Je pense surtout aux jeunes filles et aux jeunes garçons qui se découvrent homosexuels. Certains d'entre eux préfèreront en finir avec la vie plutôt que d'affronter une société où ils ne se reconnaissent pas. Et cela se passe bien chez nous. En 2014. Préférer en finir que d'entendre du "sale gouine", "petit PD" dans la cour de récré ou dans les gradins d'un stade de foot. D'entendre que lorsque tu ne fais pas de sport, tu dois sans doute être "une tapette". De se faire foutre à la porte de chez soi parce que tes parents te rejettent et ont honte. Non, Monsieur Mampaka, vos propos ne sont pas anodins, ni ne doivent être excusés par une colère passagère. Ils peuvent faire autant de dégâts dans la tête de ces jeunes. Car vous, qui plus est, vous devriez être un exemple en tant qu'homme politique.

Et ne me dites pas que j'utilise cet incident pour ma carrière. Je ne suis pas un homme politique profesionnel, moi. Au contraire de vous. Mon travail, celui qui paie mon loyer, il se fait justement dans une association qui se bat contre le VIH/Sida et l'homophobie. Et quand je prends la parole devant des jeunes pour leur dire qu'il ne faut jamais rien passer car on a très vite fait de remettre en question ce que l'on croit acquis, je ne peux pas, Monsieur Mampaka, rester moi-même sans réagir.

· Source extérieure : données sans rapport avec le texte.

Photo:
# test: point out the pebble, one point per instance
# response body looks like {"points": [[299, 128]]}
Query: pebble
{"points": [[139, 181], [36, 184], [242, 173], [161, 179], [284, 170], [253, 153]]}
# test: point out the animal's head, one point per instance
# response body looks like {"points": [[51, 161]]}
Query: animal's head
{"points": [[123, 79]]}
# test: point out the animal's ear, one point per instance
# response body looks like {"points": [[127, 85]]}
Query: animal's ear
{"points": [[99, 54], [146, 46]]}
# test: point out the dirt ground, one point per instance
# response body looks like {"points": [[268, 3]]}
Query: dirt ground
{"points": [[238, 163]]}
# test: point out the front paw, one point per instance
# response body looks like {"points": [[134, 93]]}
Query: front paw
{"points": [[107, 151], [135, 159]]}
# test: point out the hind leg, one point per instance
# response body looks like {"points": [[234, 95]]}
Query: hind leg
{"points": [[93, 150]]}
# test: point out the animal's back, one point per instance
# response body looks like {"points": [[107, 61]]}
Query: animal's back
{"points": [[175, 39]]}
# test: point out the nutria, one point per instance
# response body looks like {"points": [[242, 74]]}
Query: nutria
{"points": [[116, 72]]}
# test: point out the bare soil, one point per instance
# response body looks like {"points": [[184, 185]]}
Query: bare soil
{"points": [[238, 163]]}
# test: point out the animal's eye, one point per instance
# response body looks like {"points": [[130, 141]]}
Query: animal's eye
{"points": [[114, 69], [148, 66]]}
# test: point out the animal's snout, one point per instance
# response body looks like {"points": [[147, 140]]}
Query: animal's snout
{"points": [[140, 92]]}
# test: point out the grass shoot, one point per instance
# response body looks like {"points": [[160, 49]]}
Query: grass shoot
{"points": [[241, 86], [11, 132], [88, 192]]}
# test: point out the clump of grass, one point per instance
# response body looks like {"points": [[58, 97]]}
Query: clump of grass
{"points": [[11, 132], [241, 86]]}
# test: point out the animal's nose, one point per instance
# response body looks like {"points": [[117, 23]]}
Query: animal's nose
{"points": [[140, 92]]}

Non pas à des fins politiques - comme vous l'insinuerez certainement - mais pour éviter que demain, par exemple, sous le coup de la colère, un individu ne vous traître de sale nègre. Car la parole homophobe, comme xénophobe ou sexiste ou anti-sémite, a tendance à s'assumer. Se décomplexe. Et c'est à ce moment là que la vigilence de tous doit être de mise, en particulier des femmes et hommes politiques.

Je ne veux pas répondre aux journalistes. Je ne veux pas être un instrument. Je ne veux pas non plus rentrer dans votre shéma délirant, Monsieur Mampaka. Je veux juste que l'on sache que rien n'est jamais définitivement acquis. JAMAIS."